Quand indépendance rime avec recyclage. Si les projets de gigafactories se précisent notamment sous la houlette de Verkor ou ACC, un autre sujet agite le secteur des véhicules électriques (VE) : le recyclage des batteries lithium-ion. Début 2022, le rapport Varin tirait la sonnette d’alarme en réaffirmant l’importance pour la France de réduire sa dépendance aux métaux stratégiques. L’enjeu de souveraineté est posé, et pour cause : près de 95 % de ces métaux sont aujourd’hui importés. La guerre en Ukraine et les sanctions contre la Russie n’ont fait qu’exacerber un peu plus la question, sans compter que l’Union européenne, transition écologique oblige, envisage d’instaurer une obligation d’incorporation de métaux recyclés (4 % pour le nickel; 85 % pour le plomb) dans les futures batteries fabriquées sur son sol.  

Circuit court pour recyclage performant 

« Les gigafactories vont avoir besoin de volumes importants de matières, il est donc primordial de développer sans tarder une filière d’approvisionnement en circuit court, avec des acteurs de référence en Europe », estime Massimiliano Picciani, responsable sectoriel écotechnologies-bas carbone chez Bpifrance. Et circuit court signifie recyclage performant. Lithium, cobalt, nickel, manganèse, graphite, terres rares… « La transition écologique dépend d'un contrôle sur ces matières premières et nécessite de sortir de la dépendance extrême à la Chine ou à des pays instables, explique Massimiliano Picciani. Tout le sujet consiste à ne surtout pas reproduire le scénario pétrole ». 

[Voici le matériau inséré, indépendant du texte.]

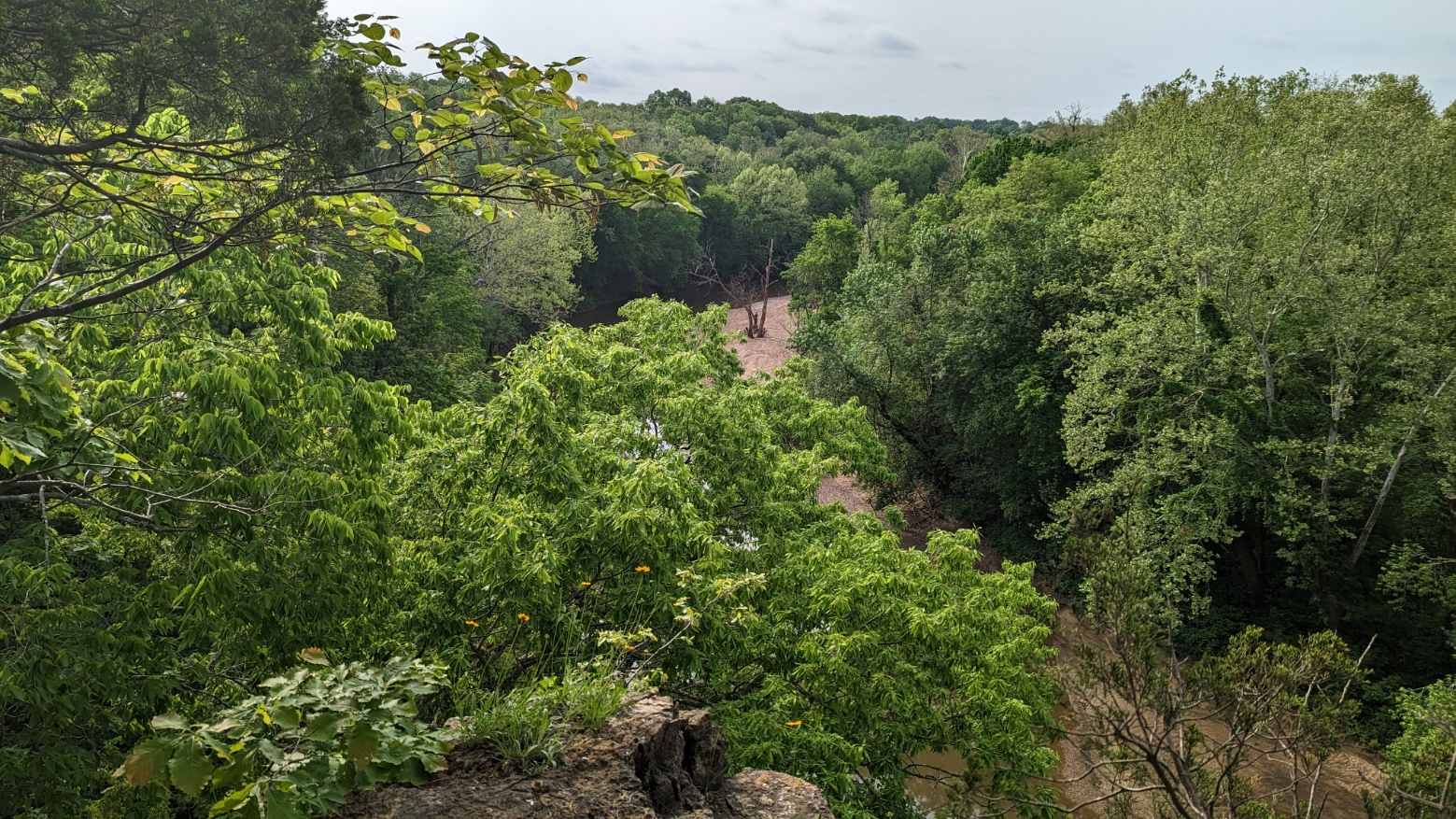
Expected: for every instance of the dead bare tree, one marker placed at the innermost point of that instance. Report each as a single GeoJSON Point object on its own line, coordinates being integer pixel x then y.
{"type": "Point", "coordinates": [1235, 735]}
{"type": "Point", "coordinates": [745, 287]}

Et cela passe notamment par une captation des métaux et matières premières contenues dans les batteries arrivant en fin de vie. Le recyclage ne pourra pas tout « mais il devrait couvrir, à terme, 40 % des besoins en métaux critiques et terres rares », estime l’expert de Bpifrance. Il faudra cependant attendre 10 à 15 ans avant que les batteries de la première vague de VE n’arrivent en fin de vie et qu’une véritable économie circulaire d’ampleur s’enclenche. 

Pour autant, c’est dès à présent qu’il faut agir et les industriels l’ont bien compris. Les projets fleurissent : en France, Eramet s’est associé avec Suez et BASF, et Veolia s’est rapproché de Solvay et Renault. On trouve également Orano et son projet pilote Recyvabat, consortium monté avec le CEA, Saft, Paprec ou encore MTB Manufacturing. L’industriel va investir dans un premier temps 22 millions d'euros sur trois ans, dont plus de 6 millions d'euros issus du plan France Relance, pour industrialiser une technologie de rupture créée avec le CEA. 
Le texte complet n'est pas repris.